La domanda del ricorrente va accolta nei limiti di seguito tracciati, nel rispetto dei
2 canoni di chiarezza e sinteticità di cui all'art. 121 cpc e agli artt. 46 e 118 disp. att. cpc. Preliminarmente, deve dirsi che costituisce principio generale, applicabile anche al caso in esame, quello in base al quale il creditore di una prestazione (nel caso di specie il lavoratore creditore del pagamento) deve allegare e provare il titolo del credito, lo svolgimento della propria controprestazione (nel caso di specie lo svolgimento dell'attività lavorativa) e limitarsi ad allegare l'inadempimento del debitore. Spetta a quest'ultimo (nel caso di specie il datore di lavoro) dedurre e fornire la prova di avere esattamente adempiuto la prestazione richiesta. Parimenti, deve rilevarsi che la contumacia della parte convenuta non può ipso facto assurgere a mancata contestazione della domanda (ex multis Cass., sez. Lav., n. 10182 del 2012); permane, pertanto, ai sensi e per gli effetti di cui all'articolo 2697 c.c., in capo al ricorrente l'onere della prova dei fatti costitutivi della pretesa azionata in giudizio (Cass., sez. Lav., n. 11530/2013; Cass., sez. Lav., n. 26985 del 2009). Tuttavia, la contumacia neppure può determinare una inversione dell'onere probatorio, con la conseguenza che permangono in capo al datore di lavoro i suddetti oneri probatori. Ciò posto, risulta per tabulas l'esistenza tra le parti in causa di un rapporto di lavoro subordinato dal 5.11.2018 al 9.8.2019, con mansioni di conducente di autocarro, liv. 3s full time (v. estratto contributivo;
Controparte_4 buste paga, contratto di lavoro). L'istante in corso di causa ha limitato la domanda al seguente accertamento: «questa difesa nell'interesse del sig. dichiara di limitare la domanda di Pt_1 cui al ricorso introduttivo all'accertamento del mancato pagamento della retribuzione per i mesi di maggio, giugno, luglio e agosto 2019 pari ad € 6.010,79, ancora all'accertamento del mancato pagamento della la 13ma mensilità pari ad € 1.283,86 ed della 14ma mensilità pari € 1.288,03, nonché all' accertamento del mancato pagamento del trattamento di fine rapporto pari ad € 1.830,25, con condanna della resistente al pagamento per le indicate causali per un importo complessivo di € 10.412,93 a lordo delle ritenute fiscali e previdenziali». Ebbene, non avendo la parte convenuta assolto il proprio onere probatorio in merito all'adempimento dell'obbligazione retributiva, la domanda, per come ridotta, va accolta. Non è ultroneo evidenziare che la sottoscrizione presente in calce alle buste paga, in assenza di alcuna specificazione contraria, non può che avere valore di “mera ricevuta” e non di quietanza (Cass. n. 10306/2018; Cass. n. 25463/2017; Cass. n. 6267/1998; Cass. n. 9588/2001; Cass. n. 10193/2002; Cass. n. 13150/2016).

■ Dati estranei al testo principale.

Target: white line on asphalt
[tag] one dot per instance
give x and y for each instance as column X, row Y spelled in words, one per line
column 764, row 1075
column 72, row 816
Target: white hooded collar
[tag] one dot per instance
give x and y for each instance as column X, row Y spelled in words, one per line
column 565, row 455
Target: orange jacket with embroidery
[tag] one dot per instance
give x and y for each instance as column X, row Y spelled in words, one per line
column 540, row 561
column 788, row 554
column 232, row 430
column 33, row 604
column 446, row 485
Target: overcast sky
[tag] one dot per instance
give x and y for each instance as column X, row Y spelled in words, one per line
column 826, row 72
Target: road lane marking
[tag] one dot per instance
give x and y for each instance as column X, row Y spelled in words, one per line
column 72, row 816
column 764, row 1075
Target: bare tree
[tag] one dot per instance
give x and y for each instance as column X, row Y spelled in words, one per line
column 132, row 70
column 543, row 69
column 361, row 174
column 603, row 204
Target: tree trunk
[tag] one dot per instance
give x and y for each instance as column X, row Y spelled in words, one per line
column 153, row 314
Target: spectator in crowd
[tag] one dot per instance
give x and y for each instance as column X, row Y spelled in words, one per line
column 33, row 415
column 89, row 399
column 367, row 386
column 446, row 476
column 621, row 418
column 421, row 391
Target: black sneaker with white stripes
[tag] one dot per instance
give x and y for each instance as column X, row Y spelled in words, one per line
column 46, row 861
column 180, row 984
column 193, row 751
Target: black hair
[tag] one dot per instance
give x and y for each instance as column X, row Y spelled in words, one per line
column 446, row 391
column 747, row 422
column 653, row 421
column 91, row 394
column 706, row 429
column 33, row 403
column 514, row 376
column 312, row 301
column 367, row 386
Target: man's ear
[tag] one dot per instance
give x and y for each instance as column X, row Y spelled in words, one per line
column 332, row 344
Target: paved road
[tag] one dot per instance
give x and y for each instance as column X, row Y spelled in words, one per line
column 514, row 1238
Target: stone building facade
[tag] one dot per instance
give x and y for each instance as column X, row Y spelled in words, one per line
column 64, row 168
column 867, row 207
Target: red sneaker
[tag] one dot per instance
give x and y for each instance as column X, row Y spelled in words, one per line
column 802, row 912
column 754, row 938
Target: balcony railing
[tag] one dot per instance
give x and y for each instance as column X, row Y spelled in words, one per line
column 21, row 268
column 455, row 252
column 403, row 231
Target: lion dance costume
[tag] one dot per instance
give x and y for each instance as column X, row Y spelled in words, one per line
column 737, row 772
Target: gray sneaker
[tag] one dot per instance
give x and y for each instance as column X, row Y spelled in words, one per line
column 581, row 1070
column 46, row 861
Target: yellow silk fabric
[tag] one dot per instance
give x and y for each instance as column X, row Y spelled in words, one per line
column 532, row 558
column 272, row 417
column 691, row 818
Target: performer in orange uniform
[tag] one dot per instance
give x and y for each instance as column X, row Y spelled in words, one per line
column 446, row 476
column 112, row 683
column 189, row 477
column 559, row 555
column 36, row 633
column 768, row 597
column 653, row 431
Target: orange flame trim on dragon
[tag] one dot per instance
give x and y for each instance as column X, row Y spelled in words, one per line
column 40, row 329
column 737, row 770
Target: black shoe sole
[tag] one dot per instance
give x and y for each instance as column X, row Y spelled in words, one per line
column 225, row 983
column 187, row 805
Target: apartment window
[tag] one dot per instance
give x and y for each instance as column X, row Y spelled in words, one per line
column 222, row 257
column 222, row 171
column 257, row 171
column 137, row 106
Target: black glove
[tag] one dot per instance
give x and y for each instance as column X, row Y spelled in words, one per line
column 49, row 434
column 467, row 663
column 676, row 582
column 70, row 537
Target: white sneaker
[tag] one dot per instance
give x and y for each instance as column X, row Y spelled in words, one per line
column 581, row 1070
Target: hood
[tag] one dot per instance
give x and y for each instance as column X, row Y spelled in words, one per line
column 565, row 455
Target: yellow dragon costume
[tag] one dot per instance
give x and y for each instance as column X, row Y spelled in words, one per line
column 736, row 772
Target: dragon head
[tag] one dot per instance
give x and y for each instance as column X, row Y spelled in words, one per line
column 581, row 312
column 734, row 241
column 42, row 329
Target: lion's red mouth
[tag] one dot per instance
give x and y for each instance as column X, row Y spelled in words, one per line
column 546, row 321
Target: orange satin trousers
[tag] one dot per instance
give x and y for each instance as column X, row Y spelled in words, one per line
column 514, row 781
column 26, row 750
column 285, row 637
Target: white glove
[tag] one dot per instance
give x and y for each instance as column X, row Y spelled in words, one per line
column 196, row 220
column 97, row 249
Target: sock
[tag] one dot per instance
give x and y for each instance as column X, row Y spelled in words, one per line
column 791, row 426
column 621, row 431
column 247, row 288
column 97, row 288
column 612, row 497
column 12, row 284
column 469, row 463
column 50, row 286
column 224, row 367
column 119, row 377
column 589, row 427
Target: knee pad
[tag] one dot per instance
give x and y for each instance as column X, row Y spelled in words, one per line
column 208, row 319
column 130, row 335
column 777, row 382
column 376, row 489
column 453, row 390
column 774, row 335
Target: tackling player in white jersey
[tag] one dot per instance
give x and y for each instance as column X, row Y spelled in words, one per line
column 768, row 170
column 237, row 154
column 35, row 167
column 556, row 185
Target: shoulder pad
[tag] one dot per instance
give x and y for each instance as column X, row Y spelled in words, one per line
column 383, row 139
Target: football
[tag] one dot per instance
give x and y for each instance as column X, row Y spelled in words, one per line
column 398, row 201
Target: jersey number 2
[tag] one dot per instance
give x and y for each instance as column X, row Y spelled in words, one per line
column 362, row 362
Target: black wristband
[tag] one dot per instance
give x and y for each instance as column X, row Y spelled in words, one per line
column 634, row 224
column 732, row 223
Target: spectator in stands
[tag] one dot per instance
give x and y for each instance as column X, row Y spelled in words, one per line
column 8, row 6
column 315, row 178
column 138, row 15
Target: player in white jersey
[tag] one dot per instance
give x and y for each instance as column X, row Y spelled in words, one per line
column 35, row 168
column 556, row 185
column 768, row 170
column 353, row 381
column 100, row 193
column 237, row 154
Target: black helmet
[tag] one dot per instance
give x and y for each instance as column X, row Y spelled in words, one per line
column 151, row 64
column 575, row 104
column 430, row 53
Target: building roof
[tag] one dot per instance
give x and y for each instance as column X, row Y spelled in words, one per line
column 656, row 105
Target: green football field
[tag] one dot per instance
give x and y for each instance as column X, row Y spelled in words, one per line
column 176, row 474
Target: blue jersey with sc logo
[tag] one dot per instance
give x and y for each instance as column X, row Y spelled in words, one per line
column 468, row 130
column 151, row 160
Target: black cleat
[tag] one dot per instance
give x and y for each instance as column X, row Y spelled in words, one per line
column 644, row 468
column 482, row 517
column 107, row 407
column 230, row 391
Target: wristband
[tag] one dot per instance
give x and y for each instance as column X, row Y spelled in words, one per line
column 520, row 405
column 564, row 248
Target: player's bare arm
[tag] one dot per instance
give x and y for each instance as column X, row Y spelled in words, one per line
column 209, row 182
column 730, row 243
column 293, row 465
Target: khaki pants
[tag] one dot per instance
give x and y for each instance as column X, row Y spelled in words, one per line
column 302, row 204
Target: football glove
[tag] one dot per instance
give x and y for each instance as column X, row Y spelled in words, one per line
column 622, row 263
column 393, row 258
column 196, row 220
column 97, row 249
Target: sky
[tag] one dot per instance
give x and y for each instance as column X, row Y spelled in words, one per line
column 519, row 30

3 Va, altresì, chiarito che il diritto alla corresponsione della 14ma mensilità consta dal contratto individuale di lavoro, che rinvia, tanto per la parte normativa che economica, al Ccnl di settore. Infine, va precisato che i conteggi operati dalla parte sono stati evidentemente effettuati sulla scorta della retribuzione base e non sulla paga concretamente maturata in busta paga. Gli stessi appaiono corretti e privi di contraddizioni. Le spese seguono la soccombenza e sono liquidate ex dm 55/2014 e ss.mm.ii., come da dispositivo, facendo uso dei parametri minimi stante la non complessità; la natura documentale del giudizio rende equa l'esclusione della fase istruttoria.
PQM
Il Tribunale di Nola, definitivamente pronunciando, ogni diversa istanza, eccezione, deduzione, disattese, così provvede:
- condanna parte resistente al pagamento, in favore di parte ricorrente, della complessiva somma di € 10.412,93 per le causali di cui alla parte motiva, oltre rivalutazione secondo indici Istat e interessi legali sulle somme annualmente rivalutate dalla scadenza al saldo;
- condanna parte resistente al pagamento delle spese di lite, che liquida in complessivi € 2.109,00, oltre spese generali, iva e cpa come per legge, con attribuzione ai difensori anticipatari.